The recent publication of Esther Schor’s Bridge of Words: Esperanto and the Dream of a Universal Language has drawn new attention to the Jewish roots of Esperanto, a language invented by a Polish Jew in the late nineteenth century. Ludwik Zamenhof saw a universal language as a pathway to a world without nationalism, tribalism, and war.

His dream, of course, was never realized. But Esperanto itself never quite died out. It captured the imagination of people around the world and even today has possibly hundreds of thousands of speakers. (For example, the philanthropist George Soros grew up in an Esperanto-speaking home.) In the period between the two world wars, Esperanto societies and courses emerged all over the world, including in Poland, and attracted followers and students, including young, idealistic Jews.

This application for registration in an Esperanto course offered in the 1930s in Vilna (Wilno) by VILBIG (Vilna Jewish Education Society) was filled out by Tsile Lyubitsh, a young lingerie seamstress. Born in 1911, she was a member of the first generation to have attended one of the new secular Yiddish schools that were established in the wake of World War II.

What motivated Tsile to want to learn Esperanto?
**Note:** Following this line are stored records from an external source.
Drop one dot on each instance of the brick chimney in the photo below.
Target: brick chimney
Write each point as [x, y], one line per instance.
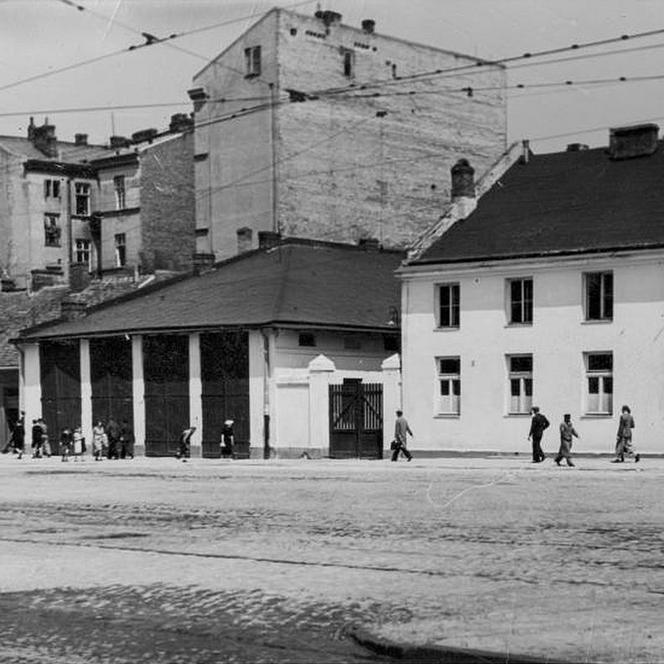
[43, 138]
[244, 239]
[369, 26]
[463, 187]
[268, 239]
[630, 142]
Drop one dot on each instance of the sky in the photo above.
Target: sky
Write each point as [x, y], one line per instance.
[39, 36]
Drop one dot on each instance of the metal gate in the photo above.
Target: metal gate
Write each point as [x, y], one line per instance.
[356, 420]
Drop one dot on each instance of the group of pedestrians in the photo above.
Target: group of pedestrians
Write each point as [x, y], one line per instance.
[539, 423]
[112, 440]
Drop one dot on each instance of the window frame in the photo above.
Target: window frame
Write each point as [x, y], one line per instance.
[525, 304]
[52, 229]
[119, 186]
[252, 61]
[605, 300]
[525, 400]
[120, 245]
[602, 376]
[448, 405]
[453, 306]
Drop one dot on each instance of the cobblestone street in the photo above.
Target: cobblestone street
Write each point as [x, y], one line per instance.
[152, 560]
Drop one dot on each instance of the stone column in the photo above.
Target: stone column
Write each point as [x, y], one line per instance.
[138, 392]
[86, 392]
[321, 370]
[391, 368]
[31, 387]
[195, 393]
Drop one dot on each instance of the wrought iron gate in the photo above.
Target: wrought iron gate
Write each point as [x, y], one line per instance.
[356, 420]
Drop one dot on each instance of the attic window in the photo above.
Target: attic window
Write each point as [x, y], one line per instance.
[252, 59]
[306, 339]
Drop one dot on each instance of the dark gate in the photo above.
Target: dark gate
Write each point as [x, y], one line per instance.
[60, 370]
[166, 377]
[225, 389]
[356, 420]
[111, 377]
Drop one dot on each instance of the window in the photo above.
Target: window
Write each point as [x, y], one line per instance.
[599, 383]
[120, 250]
[349, 63]
[520, 369]
[82, 251]
[599, 295]
[52, 230]
[252, 60]
[120, 195]
[82, 190]
[448, 302]
[449, 385]
[51, 188]
[521, 301]
[306, 339]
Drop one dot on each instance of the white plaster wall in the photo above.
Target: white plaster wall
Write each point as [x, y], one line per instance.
[557, 340]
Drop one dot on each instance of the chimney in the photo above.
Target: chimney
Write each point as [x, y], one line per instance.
[71, 309]
[630, 142]
[180, 122]
[244, 239]
[369, 26]
[143, 135]
[117, 142]
[463, 188]
[328, 17]
[369, 244]
[268, 239]
[43, 138]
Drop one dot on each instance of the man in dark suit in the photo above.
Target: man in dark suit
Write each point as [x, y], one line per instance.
[537, 426]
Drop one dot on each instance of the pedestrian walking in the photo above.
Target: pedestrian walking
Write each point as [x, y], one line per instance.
[538, 424]
[624, 443]
[98, 436]
[184, 444]
[401, 431]
[19, 435]
[113, 433]
[567, 432]
[227, 439]
[46, 442]
[126, 440]
[66, 441]
[37, 439]
[78, 444]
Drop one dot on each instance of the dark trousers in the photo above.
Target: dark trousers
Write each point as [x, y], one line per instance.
[401, 448]
[538, 455]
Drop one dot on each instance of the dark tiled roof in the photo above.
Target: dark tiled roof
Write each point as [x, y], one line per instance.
[68, 152]
[303, 284]
[562, 203]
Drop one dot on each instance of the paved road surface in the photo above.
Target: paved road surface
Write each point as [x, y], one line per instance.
[156, 561]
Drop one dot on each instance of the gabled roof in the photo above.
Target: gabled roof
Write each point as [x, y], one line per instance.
[562, 204]
[303, 284]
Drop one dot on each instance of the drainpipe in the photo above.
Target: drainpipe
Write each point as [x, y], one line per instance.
[266, 393]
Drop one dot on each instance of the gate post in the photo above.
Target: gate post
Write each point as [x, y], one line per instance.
[391, 368]
[321, 369]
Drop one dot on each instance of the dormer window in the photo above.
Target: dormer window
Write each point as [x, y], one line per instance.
[252, 60]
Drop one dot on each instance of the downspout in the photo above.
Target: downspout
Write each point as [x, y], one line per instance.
[266, 393]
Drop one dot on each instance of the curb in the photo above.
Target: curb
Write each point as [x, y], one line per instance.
[441, 654]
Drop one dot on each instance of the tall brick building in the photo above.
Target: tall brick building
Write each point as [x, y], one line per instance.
[309, 127]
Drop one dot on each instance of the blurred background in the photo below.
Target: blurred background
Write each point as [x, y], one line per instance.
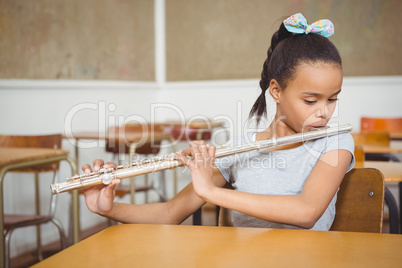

One possible clue comes from the memoir of a young Jewish man in Kielce, born in the same year at Tsile. A. Greyno, as he signed his submission to an autobiography contest sponsored by YIVO in the 1930s, was from a poor family. Like Tsile, he was a garment worker, and in his case, a trade unionist. He also dreamed of a world without borders, but more specifically, of a unified world proletariat, and had found a socialist Esperanto organization with which to affiliate:

Its main agenda was to promote the language among workers, to unite them through the organization, and to make them into internationalists in the fullest meaning of the word. The goal was to uproot people’s national traditions and educate them in the humanitarian spirit, to teach them to oppose chauvinism, racial hatred, and war, and to embrace socialism. (1)

Did Tsile have similar motivations for learning Esperanto?

This artifact is one of the thousands of pages of YIVO’s prewar archives currently held at the Lithuanian Central State Archives, and which have been digitized for the Edward Blank YIVO Vilna Collections Project.

Roberta Newman is YIVO’s Director of Digital Initiatives.

 

(1) Jeffrey Shandler, ed. Awakening Lives: Autobiographies of Jewish Youth in Poland Before the Holocaust. Yale University Press/YIVO, 2002, 92.